I know that words like these are in striking contrast with the usual public opinion on the subject, as well as with the mere screeching over poverty in which sentimentalists are in the habit of indulging. But it is fair to say that they entirely coincide with my own experience. The sight which struck me most in Stepney was one which met my eyes when I plunged by sheer accident into the back-yard of a jobbing carpenter, and came suddenly upon a neat greenhouse with fine flowers inside it. The man had built it with his own hands and his own savings; and the sight of it had so told on his next-door neighbour—a cobbler, if I remember rightly—as to induce him to leave off drinking, and build a rival greenhouse with savings of his own. Both had become zealous florists, and thrifty, respectable men; but the thing which surprised both of them most was that they had been able to save at all.
It is in the letters themselves however rather than in these desultory comments of mine that the story of these two years of earnest combat with the great problem of our day must be studied.
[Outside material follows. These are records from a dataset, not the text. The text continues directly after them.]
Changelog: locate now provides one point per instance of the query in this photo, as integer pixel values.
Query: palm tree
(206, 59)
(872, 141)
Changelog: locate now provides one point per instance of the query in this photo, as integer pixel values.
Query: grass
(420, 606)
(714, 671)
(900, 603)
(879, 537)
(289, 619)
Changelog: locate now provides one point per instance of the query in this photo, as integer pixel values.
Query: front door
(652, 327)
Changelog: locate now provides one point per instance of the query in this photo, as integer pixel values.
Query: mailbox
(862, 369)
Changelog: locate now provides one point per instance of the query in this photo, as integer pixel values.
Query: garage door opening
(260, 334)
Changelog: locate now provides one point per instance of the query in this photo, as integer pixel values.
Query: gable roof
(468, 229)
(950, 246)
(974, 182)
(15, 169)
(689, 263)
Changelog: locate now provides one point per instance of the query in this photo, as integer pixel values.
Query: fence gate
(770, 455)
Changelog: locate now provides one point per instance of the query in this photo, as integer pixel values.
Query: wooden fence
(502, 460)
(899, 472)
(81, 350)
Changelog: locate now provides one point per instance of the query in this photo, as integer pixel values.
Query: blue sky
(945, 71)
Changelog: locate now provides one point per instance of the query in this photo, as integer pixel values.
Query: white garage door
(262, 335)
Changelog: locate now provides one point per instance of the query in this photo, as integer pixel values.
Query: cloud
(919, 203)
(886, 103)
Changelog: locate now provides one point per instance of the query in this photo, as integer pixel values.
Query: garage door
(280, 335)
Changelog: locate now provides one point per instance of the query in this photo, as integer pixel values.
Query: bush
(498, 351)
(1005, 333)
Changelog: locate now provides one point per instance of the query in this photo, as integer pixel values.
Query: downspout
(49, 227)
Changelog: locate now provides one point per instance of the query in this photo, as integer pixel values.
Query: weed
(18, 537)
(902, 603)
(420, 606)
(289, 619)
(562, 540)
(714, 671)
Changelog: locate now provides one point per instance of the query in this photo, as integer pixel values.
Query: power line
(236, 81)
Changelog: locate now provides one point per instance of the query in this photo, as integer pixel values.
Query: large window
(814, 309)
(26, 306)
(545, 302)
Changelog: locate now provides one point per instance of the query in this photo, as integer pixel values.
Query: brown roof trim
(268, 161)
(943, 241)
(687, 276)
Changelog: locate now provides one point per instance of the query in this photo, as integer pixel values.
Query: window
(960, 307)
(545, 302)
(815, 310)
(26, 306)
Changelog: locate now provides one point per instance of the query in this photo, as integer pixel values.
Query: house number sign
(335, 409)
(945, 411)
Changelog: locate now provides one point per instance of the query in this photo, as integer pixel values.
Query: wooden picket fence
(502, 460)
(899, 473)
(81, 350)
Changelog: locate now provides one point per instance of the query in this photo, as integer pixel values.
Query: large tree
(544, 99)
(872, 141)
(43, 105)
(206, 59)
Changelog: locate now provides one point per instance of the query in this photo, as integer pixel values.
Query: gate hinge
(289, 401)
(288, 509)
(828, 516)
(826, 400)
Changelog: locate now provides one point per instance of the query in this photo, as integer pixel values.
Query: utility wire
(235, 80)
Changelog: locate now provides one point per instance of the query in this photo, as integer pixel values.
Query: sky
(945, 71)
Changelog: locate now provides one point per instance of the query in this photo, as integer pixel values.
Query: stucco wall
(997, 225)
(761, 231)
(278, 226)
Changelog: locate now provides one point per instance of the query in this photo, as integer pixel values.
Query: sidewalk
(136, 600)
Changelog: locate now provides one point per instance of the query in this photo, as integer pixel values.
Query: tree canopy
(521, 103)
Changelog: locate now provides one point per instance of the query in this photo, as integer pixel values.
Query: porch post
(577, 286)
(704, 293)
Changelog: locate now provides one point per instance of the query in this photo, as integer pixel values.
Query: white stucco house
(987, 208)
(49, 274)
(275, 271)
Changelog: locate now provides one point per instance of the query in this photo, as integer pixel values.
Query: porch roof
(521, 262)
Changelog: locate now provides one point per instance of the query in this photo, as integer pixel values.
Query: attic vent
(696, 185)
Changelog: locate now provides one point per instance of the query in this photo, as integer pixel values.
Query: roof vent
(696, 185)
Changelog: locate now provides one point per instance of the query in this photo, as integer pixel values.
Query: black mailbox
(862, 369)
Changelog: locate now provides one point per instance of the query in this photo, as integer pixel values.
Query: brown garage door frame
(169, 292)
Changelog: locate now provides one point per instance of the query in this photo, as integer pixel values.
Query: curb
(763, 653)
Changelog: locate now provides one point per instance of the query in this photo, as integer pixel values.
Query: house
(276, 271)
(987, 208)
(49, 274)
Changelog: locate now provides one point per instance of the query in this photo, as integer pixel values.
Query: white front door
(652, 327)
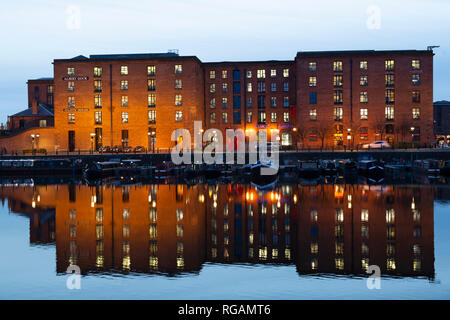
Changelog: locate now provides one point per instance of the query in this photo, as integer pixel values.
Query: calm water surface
(224, 241)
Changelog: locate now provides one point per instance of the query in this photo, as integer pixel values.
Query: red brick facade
(329, 99)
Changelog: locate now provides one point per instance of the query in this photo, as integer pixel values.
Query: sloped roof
(42, 112)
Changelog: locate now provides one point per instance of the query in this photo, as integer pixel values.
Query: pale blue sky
(34, 32)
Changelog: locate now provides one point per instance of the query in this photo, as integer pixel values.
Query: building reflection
(174, 229)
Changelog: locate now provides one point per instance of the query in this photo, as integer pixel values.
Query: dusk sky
(34, 32)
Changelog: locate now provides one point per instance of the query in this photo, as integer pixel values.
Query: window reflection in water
(180, 228)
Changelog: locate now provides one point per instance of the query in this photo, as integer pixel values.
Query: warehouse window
(178, 100)
(178, 116)
(97, 101)
(152, 116)
(124, 101)
(98, 117)
(151, 71)
(364, 80)
(363, 65)
(151, 100)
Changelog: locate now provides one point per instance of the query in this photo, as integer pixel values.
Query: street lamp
(32, 143)
(92, 142)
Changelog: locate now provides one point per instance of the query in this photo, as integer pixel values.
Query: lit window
(71, 86)
(364, 114)
(390, 80)
(178, 100)
(364, 215)
(178, 116)
(273, 117)
(364, 80)
(363, 65)
(124, 101)
(261, 74)
(389, 113)
(98, 85)
(337, 66)
(273, 102)
(224, 117)
(152, 100)
(338, 97)
(273, 87)
(98, 117)
(363, 97)
(416, 113)
(151, 71)
(151, 84)
(416, 96)
(389, 65)
(71, 102)
(261, 117)
(390, 96)
(97, 101)
(249, 117)
(338, 114)
(152, 116)
(338, 81)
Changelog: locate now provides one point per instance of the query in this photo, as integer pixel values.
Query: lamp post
(32, 143)
(92, 142)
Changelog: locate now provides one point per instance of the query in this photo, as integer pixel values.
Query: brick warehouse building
(330, 99)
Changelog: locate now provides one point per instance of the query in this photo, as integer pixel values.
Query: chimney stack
(34, 106)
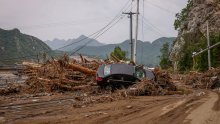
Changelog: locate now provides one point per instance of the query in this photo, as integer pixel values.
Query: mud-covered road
(200, 107)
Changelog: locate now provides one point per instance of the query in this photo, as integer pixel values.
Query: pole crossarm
(202, 51)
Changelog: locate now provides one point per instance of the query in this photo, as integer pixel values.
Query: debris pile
(61, 75)
(207, 80)
(161, 86)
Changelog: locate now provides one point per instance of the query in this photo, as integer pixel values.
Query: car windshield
(139, 73)
(107, 70)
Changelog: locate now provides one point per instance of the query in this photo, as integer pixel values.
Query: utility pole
(136, 34)
(131, 32)
(208, 42)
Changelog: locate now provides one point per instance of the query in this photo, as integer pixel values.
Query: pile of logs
(61, 75)
(207, 80)
(162, 85)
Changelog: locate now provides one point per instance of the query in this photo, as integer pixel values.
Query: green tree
(119, 53)
(181, 17)
(164, 58)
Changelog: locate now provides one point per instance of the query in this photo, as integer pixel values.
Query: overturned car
(119, 75)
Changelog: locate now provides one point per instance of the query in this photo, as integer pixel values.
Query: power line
(155, 5)
(98, 33)
(155, 28)
(116, 17)
(97, 36)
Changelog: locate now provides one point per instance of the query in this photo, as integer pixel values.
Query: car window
(140, 73)
(107, 70)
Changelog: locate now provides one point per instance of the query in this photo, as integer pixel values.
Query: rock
(129, 107)
(2, 120)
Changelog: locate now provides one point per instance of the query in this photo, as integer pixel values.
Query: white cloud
(64, 19)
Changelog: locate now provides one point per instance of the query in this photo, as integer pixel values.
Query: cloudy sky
(67, 19)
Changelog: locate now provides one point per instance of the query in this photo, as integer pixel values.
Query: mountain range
(16, 46)
(147, 53)
(58, 43)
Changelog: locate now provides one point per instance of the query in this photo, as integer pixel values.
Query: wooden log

Short as the time was, it was broken by visits to France, to Scotland, to Guernsey, and by his election as Member of Parliament for the borough of Newark. But even these visits and his new parliamentary position were meant to be parts of an effort for the regeneration of our poorer classes. His careful examination of the thrift of the peasantry of the Channel Islands, his researches into the actual working of the "Assistance Publique" in Paris, the one remarkable speech he delivered in Parliament on the subject of vagrancy, were all contributions to this great end. In the midst of these labours a sudden attack of his old disease forced him to leave England on a long sea-voyage, and within a fortnight of his landing in Australia he died at Melbourne. His portrait hangs in the school which he built, and rough faces as they gaze at it still soften even into tears as they think of Edward Denison.